There are mainly three different types of power steering fluids. They are:
- Automatic transmission fluid (ATF): Most vehicles built from the 1970s to 1990s use ATF. It includes brands like Ford, Chrysler, Volkswagen, and GM. ATF is not very common in vehicles, though.
- Synthetic power steering fluid: Most Japanese and European vehicles today use different types of synthetic power steering fluid. It is pretty common in newer models.
- Non-synthetic/Mineral power steering fluid: Vehicles that run with ATF can also be steered with non-synthetic power steering fluids.
There are also some power steering fluids that the producers claim to be universal and suitable for all cars. But, car manufacturers recommend using specific steering fluid for their cars.
Most newer vehicle models today use synthetic power steering fluid. However, Porsche, BMW, Mercedes-Benz, Honda, Audi, and all other vehicles have different standard requirements for power steering oil grade.
These standards refer to the requirements of different levels of viscosity, additives, detergents, and other components. Check the user’s manual to know about these standard requirements.
You can find out the type of power steering fluid your car needs from the PS reservoir cap. The power steering pump is on one side of the engine, and the PS reservoir or filler cap should be on top of it.
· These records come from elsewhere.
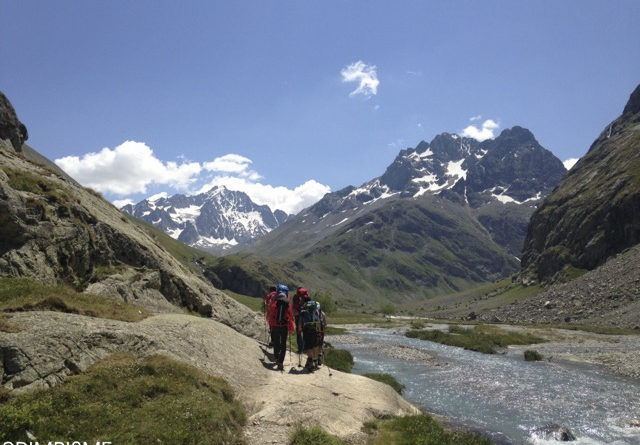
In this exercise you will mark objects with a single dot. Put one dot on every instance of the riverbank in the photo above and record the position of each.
(618, 354)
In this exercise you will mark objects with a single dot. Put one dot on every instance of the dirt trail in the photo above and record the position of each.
(53, 345)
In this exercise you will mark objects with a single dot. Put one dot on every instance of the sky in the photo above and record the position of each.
(287, 100)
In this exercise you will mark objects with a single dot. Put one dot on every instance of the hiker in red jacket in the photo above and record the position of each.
(268, 300)
(281, 322)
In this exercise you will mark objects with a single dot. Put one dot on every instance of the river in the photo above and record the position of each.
(501, 395)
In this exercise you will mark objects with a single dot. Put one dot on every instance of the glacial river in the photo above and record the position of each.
(504, 396)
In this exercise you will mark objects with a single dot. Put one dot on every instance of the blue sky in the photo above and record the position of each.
(190, 83)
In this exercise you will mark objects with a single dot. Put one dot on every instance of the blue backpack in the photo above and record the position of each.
(310, 313)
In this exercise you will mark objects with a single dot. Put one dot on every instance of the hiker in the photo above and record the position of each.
(309, 324)
(281, 322)
(268, 300)
(322, 328)
(301, 297)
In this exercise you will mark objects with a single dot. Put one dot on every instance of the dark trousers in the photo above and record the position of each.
(299, 336)
(279, 340)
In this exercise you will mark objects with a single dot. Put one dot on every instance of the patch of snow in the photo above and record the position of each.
(157, 196)
(455, 169)
(206, 241)
(175, 233)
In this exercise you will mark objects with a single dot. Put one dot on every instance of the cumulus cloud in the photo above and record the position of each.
(570, 163)
(276, 197)
(365, 75)
(119, 203)
(129, 168)
(486, 131)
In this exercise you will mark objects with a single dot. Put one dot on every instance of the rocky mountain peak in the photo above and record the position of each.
(633, 105)
(10, 127)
Remove the cap and check the markings on it to know the power steering fluid requirements for your vehicle.
Then use the best power steering fluid for an amazing driving experience. For instance, if your car requires synthetic fluid, you can use the Lucas 10011 Power Steering Stop Leak. It stops rack and pinion problems and improves steering response.
Many car owners think a thick power steering fluid performs better. But that is not always true. For instance, ATF is quite thin but steers pretty well.
Frequently Asked Questions (FAQs)
Below you’ll find answers to questions we get asked the most about can you use motor oil for power steering fluid:
What is the thickest gear oil?
The SAE grading system indicates the thickness of gear oils. It starts from 10, and the thickest gear oil has an SAE grading of 140. The thicker the oil is, the higher the viscosity level is and also is heavier. Thicker oils are expected to perform better in general.
Can you drive a car with no power steering fluid?
You can not drive a car with zero power steering fluid. It will damage and overheat the pinions, steering pump, and rack. If you drive for more than three minutes with no power steering fluid, it may completely damage the pump’s seal and gasket.
You may drive a while with a low level of power steering fluid, but driving with no fluid is not safe.
Can I use the SAE 15w40 power steering fluid on the International 9400i?
You can use 15W40 on the international 9400i if there are no specific requirements. In case the PS reservoir cap mentions a particular fluid, it’s better to go for that.
To sum up, both the motor oil and power steering fluid are essential for your car. Change motor oil after every 5,000 miles to 7,5000 miles to keep the engine in good condition.
Power steering fluids last longer, and they require a change after 50,000 to 75,000 miles or once every two years.
The main point is that it is always preferable to use motor oils in the engine and the power steering fluid in the power steering system. They are not interchangeable.